0
votes

I would like to upload some data that is currently stored in postGreSQL to Google Bigquery to see how the two tools compare.

To move data around there are many options but the most user friendly (for me) one I found thus far leverages the power of python pandas.

sql = "SELECT * FROM {}".format(input_table_name)
i = 0
for chunk in pd.read_sql_query(sql , engine, chunksize=10000):
    print("Chunk number: ",i)
    i += 1
    df.to_gbq(destination_table="my_new_dataset.test_pandas",
              project_id = "aqueduct30",
              if_exists= "append" )

however this approach is rather slow and I was wondering what options I have to speed things up. My table has 11 million rows and 100 columns.

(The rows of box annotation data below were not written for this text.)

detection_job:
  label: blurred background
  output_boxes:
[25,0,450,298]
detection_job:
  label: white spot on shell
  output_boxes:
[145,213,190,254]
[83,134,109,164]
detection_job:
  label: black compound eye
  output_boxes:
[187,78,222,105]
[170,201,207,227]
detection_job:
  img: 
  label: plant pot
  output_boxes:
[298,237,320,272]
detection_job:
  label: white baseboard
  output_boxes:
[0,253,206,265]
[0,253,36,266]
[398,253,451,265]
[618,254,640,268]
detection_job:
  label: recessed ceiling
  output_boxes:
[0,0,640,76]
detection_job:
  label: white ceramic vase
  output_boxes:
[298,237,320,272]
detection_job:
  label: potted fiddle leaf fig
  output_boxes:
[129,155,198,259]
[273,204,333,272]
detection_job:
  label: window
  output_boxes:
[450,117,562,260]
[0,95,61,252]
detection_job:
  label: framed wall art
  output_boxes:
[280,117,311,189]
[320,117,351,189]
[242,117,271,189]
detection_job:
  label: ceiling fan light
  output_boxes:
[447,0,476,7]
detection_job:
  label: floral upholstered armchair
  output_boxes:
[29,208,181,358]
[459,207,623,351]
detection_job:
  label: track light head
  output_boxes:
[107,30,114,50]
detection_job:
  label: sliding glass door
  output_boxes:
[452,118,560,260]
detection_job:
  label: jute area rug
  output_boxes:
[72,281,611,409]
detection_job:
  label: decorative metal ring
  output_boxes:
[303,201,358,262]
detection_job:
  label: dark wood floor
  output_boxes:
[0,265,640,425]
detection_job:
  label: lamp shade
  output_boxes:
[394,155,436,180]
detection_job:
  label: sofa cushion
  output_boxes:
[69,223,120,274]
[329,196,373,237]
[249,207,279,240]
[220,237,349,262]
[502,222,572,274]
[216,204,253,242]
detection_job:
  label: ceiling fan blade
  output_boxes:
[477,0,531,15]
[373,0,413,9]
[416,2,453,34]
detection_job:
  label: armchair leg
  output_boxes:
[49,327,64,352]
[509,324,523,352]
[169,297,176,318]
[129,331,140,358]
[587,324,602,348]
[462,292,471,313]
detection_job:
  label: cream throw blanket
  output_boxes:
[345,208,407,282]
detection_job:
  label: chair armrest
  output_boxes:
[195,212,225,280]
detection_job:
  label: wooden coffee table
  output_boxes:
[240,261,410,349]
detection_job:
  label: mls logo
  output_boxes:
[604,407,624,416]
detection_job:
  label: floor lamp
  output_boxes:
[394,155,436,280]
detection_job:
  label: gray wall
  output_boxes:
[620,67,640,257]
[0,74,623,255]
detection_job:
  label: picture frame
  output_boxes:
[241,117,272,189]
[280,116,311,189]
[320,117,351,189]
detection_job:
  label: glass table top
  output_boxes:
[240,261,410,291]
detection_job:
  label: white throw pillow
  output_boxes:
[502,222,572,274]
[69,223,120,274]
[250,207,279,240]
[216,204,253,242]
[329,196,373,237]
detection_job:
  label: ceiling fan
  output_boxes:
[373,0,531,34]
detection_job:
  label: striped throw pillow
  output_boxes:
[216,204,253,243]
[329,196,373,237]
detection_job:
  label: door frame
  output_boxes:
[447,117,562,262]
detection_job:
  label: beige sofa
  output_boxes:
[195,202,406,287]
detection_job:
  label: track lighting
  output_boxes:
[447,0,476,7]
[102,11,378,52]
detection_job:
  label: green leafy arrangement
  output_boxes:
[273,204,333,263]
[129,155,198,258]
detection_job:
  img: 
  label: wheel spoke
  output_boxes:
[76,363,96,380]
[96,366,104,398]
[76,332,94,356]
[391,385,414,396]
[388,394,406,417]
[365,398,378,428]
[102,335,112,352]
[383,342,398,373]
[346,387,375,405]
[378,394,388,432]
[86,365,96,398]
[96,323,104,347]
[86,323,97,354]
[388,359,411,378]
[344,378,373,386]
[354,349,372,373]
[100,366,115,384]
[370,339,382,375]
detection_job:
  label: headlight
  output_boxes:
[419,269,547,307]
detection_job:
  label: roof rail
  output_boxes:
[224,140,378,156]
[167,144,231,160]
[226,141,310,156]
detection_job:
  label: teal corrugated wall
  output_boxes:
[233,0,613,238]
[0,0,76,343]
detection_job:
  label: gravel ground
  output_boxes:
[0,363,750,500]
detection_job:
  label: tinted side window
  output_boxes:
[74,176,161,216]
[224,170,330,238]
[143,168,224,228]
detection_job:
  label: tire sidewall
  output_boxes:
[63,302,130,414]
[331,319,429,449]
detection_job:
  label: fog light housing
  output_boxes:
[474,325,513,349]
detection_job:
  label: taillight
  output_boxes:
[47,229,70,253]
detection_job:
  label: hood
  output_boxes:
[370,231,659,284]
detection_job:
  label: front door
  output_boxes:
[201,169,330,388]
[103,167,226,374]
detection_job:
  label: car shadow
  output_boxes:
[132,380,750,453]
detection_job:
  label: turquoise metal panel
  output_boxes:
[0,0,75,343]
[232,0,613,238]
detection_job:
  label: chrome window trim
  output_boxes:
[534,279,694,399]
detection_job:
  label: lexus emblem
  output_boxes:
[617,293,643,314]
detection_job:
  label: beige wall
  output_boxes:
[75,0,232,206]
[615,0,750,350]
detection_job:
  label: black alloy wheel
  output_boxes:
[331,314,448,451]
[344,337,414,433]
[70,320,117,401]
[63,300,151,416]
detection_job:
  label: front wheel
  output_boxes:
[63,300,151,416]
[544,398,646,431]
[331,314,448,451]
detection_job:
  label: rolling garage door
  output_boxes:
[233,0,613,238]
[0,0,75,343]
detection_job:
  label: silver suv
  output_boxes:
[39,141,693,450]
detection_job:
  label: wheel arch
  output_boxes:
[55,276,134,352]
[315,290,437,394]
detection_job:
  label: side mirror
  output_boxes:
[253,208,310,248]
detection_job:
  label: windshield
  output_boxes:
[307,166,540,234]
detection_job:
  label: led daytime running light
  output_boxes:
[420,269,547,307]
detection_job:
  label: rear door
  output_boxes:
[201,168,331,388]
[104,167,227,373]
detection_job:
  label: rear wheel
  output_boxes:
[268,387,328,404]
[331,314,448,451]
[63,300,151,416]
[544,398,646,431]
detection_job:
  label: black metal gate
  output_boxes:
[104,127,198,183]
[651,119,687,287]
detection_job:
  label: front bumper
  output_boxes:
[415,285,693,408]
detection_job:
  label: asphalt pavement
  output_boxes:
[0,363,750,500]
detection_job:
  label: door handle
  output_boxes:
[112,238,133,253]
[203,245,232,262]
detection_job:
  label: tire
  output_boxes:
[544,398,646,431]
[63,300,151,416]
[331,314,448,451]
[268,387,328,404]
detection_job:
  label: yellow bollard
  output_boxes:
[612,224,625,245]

The postGreSQL is on AWS RDS and I call python from an Amazon EC2 instance. Both are large and fast. I am currently not using multiple processors although there are 16 available.

1
We shift new data (daily partitions) daily from PG to Bigquery and for most cases we use program in golang. But for really huge tables like ~100 milions rows approx 20GB size we use bash script which wraps up export from PG into CSV format and load to BQ using bq command line tools. Because with golang program it took several hours. Script covers also conversion of table structure into data types used on BQ - postgresql.freeideas.cz/… - JosMac

1 Answers

2
votes

As alluded to by the comment from JosMac, your solution/approach simply won't scale with large datasets. As you're already running on AWS/RDS then something like the following would be better in my opinion:

  1. Export Postgres table(s) to S3
  2. Use the GCS transfer service to pull export from S3 into GCS
  3. Load directly into BigQuery from GCS (consider automating this pipeline using Cloud Functions and Dataflow)